Another potential winner may be combined heat and power, or cogeneration, which has languished in California for the past two decades. The scoping plan set a target of adding 4,000 megawatts of cogeneration capacity by 2020 to offset 30,000 GWhs of electricity demand that would otherwise be met by traditional power sources. In the coming year, the CPUC and CEC will begin new proceedings to address market barriers to increased use of cogeneration, both investor- and municipally-owned utility procurement of cogenerated electricity, eligibility criteria like maximum megawatt capacity to qualify for cogenerator incentives, and a way for cogenerators to sell excess electricity to the grid. Once the CPUC and CEC have addressed these issues through their respective proceedings, CARB plans to evaluate whether additional methods will be necessary for meeting its goal.

In terms of potential losers, the holders of long-term fixed-price contracts may be unable to adapt to the new market. The new emission caps create an obligation for power plant owners that in many cases was not contemplated when long-term power purchase agreements were negotiated. Holders of fixed-price contracts have no means to increase revenues to offset higher costs incurred to reduce emissions. The only alternative for these entities may be to reduce output. This, in turn, could have implications for reliability of the grid.

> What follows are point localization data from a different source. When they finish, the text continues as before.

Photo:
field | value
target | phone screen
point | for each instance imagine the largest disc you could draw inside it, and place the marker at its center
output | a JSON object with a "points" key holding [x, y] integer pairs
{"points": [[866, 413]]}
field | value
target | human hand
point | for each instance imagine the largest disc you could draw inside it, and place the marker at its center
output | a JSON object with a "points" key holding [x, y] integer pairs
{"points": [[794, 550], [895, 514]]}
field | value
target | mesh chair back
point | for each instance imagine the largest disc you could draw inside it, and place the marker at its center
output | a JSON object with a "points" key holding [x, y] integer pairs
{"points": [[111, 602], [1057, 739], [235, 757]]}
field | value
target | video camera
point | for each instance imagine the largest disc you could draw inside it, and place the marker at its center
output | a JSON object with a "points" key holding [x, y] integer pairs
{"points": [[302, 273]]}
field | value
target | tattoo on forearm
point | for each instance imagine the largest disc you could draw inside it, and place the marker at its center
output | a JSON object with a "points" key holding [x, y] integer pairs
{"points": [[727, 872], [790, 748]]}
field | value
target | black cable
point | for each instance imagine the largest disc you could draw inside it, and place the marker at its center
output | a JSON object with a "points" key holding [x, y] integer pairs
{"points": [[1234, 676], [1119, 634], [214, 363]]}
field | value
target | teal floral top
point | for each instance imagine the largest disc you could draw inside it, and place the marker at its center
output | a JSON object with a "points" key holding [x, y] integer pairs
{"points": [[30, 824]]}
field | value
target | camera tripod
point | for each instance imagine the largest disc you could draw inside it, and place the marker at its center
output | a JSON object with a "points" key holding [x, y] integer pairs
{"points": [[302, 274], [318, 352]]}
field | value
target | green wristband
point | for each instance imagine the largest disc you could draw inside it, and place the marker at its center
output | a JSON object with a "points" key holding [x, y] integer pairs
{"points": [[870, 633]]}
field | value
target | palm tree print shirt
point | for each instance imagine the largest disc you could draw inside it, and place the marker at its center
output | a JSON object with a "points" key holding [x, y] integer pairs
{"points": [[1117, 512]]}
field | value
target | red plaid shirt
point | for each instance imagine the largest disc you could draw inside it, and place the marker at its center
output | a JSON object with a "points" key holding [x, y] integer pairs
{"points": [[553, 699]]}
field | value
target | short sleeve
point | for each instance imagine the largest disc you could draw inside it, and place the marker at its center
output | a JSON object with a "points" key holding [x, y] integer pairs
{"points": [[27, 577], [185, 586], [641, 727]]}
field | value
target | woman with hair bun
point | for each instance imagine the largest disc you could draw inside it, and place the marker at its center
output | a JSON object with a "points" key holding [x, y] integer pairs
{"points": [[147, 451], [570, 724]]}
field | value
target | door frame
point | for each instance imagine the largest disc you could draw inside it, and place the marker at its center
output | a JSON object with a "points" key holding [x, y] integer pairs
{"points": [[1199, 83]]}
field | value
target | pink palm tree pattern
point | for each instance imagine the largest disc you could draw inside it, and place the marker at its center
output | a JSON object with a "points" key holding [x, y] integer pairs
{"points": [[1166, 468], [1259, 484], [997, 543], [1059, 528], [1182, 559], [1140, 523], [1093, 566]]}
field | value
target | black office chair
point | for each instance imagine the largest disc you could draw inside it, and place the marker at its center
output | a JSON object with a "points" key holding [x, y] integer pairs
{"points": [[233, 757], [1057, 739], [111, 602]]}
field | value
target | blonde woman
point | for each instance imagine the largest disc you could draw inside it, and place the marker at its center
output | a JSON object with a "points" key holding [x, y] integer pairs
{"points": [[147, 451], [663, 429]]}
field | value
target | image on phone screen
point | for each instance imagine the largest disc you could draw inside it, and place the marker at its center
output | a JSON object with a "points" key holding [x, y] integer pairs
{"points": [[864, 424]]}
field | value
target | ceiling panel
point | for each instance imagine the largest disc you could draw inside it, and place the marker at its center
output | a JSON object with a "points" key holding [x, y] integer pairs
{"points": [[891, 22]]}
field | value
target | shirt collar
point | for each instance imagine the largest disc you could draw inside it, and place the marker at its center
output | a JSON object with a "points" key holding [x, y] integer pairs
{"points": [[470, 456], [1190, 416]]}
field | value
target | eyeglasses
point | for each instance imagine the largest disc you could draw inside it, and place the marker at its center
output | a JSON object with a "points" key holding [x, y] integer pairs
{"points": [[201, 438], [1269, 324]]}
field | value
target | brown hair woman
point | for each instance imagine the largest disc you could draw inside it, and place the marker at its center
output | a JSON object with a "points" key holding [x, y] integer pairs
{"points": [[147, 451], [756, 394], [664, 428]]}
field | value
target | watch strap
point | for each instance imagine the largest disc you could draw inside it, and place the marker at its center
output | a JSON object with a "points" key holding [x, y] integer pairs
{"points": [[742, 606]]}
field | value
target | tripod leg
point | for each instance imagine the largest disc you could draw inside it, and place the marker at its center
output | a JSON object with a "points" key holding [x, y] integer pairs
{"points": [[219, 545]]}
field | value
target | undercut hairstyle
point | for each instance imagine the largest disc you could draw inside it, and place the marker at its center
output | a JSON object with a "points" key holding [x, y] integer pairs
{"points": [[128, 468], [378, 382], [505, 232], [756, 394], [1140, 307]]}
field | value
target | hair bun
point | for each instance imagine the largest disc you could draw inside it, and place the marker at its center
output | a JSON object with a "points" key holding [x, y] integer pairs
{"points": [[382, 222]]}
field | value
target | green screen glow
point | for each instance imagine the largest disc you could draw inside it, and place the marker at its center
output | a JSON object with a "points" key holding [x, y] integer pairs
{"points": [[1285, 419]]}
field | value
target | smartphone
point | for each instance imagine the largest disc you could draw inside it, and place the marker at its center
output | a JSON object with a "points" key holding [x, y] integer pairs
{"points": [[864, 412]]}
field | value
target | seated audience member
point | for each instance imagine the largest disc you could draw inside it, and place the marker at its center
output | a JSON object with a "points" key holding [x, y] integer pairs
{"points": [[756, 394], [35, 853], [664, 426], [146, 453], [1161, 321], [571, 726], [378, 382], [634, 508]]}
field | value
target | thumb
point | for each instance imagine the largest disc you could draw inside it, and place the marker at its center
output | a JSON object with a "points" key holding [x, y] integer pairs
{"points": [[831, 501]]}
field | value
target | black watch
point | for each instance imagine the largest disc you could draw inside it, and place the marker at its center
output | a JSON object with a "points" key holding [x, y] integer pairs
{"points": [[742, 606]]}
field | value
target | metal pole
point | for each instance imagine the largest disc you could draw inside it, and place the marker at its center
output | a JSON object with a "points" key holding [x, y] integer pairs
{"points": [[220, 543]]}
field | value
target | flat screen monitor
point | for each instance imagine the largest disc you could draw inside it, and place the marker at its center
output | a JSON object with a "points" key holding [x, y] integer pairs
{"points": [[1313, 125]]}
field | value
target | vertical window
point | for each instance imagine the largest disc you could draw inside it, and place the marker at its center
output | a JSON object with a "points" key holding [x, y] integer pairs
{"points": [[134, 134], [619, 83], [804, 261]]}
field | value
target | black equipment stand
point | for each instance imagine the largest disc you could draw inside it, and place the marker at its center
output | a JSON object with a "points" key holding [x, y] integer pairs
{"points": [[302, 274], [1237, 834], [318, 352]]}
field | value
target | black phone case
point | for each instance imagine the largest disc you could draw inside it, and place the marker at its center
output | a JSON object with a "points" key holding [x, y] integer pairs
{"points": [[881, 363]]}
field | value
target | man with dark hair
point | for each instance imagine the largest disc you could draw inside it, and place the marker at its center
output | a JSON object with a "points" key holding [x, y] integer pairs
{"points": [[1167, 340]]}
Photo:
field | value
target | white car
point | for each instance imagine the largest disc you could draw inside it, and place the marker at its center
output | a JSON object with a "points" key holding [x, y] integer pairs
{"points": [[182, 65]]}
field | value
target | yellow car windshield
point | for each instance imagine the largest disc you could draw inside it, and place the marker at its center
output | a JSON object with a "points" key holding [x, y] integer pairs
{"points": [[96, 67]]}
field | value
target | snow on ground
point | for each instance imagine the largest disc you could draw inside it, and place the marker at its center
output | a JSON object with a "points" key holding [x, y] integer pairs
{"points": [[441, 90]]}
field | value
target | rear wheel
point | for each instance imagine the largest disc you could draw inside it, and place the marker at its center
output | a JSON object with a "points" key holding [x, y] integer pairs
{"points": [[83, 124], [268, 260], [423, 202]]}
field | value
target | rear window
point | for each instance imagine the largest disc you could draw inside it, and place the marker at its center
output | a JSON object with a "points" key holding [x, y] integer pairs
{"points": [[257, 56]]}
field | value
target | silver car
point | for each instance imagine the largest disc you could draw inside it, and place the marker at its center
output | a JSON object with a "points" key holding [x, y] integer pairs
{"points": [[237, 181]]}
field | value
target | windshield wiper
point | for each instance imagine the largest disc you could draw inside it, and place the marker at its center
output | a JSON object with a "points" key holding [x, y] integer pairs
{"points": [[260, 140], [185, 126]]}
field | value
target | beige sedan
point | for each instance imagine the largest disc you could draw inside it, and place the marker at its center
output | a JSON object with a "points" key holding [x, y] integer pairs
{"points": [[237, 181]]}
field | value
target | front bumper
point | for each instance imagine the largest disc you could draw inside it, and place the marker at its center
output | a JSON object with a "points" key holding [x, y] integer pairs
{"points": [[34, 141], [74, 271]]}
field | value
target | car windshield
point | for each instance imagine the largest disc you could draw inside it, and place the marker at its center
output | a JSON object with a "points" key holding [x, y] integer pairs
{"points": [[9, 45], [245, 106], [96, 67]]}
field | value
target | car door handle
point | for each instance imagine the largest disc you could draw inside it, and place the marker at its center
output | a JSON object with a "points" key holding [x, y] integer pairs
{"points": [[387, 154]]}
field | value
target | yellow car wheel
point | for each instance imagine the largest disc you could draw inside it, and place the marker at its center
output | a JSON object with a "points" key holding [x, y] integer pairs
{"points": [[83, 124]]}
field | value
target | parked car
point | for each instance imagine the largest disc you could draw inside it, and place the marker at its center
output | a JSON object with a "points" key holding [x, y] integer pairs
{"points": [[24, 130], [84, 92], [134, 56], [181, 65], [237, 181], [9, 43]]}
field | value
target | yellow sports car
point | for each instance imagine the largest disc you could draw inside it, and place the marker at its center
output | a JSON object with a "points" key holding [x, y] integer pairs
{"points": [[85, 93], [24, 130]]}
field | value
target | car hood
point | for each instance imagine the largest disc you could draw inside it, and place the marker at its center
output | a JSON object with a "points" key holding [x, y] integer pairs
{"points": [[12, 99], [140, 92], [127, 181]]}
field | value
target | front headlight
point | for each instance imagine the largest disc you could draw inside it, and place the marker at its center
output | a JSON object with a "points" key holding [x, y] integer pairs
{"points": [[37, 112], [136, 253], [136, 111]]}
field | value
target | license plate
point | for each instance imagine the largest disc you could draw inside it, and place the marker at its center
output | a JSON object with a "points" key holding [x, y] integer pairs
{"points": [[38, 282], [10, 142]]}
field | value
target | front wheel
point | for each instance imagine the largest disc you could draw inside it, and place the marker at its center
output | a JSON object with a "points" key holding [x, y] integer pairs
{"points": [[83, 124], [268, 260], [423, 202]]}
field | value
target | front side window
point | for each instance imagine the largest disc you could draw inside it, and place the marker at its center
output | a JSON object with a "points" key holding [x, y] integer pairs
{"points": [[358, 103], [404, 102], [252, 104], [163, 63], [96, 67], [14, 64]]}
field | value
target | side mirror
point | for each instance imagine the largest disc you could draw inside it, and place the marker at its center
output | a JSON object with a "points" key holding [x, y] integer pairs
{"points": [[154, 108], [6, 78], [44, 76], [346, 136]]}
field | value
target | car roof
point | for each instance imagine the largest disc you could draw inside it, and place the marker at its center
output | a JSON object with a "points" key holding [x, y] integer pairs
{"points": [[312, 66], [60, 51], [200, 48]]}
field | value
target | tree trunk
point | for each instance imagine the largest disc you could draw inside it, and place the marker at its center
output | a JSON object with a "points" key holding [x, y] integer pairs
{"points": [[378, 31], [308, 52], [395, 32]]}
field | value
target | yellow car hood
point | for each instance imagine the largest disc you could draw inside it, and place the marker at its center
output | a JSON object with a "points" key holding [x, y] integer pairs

Owners and operators of coal-fired power plants and other carbon-intensive fuels will see their competitive positions eroded. A number of municipally-owned utilities in southern California, including the Los Angeles Department of Water and Power, rely heavily on out-of-state coal-fired power plants in their resource mixes. These entities have argued passionately that the plan for a cap-and-trade strategy could amount to a wealth transfer from them to investor-owned utilities. LADWP analyzed the scoping plan and concluded that PG&E (which has very low greenhouse gas emissions) would stand to reap $3.2 billion from the sale of allowances while LADWP would pay $2.2 billion a year to purchase allowances. LADWP would rather invest these billions in energy efficiency and renewable generation projects and not, as LADWP has stated, provide a “subsidy” to PG&E for its emission reduction efforts.

Finally, the utility sector may struggle in the face of increasing costs. Utilities will be obligated to purchase more renewable power and implement aggressive energy efficiency measures. The utilities are also likely to require an enhanced and smarter grid system. The utility rate base could be expanded considerably through the addition of smart meters and smart grids with additional distribution, transmission and storage systems. These expenditures, combined with required purchase of allowances and offsets, could substantially increase utility revenue requirements. In addition, the utility sector faces a significant challenge posed by the CARB proposal to reduce emissions in the transportation sector through electrification. This proposal holds the possibility of shifting the burden for emission reductions to the power sector. With large-scale transportation electrification, demand for electricity will increase at the same time the scoping plan calls for decreasing electricity emissions. In the end, utility ratepayers may prove the real losers as utilities raise electricity rates to cover increased costs associated with environmental compliance.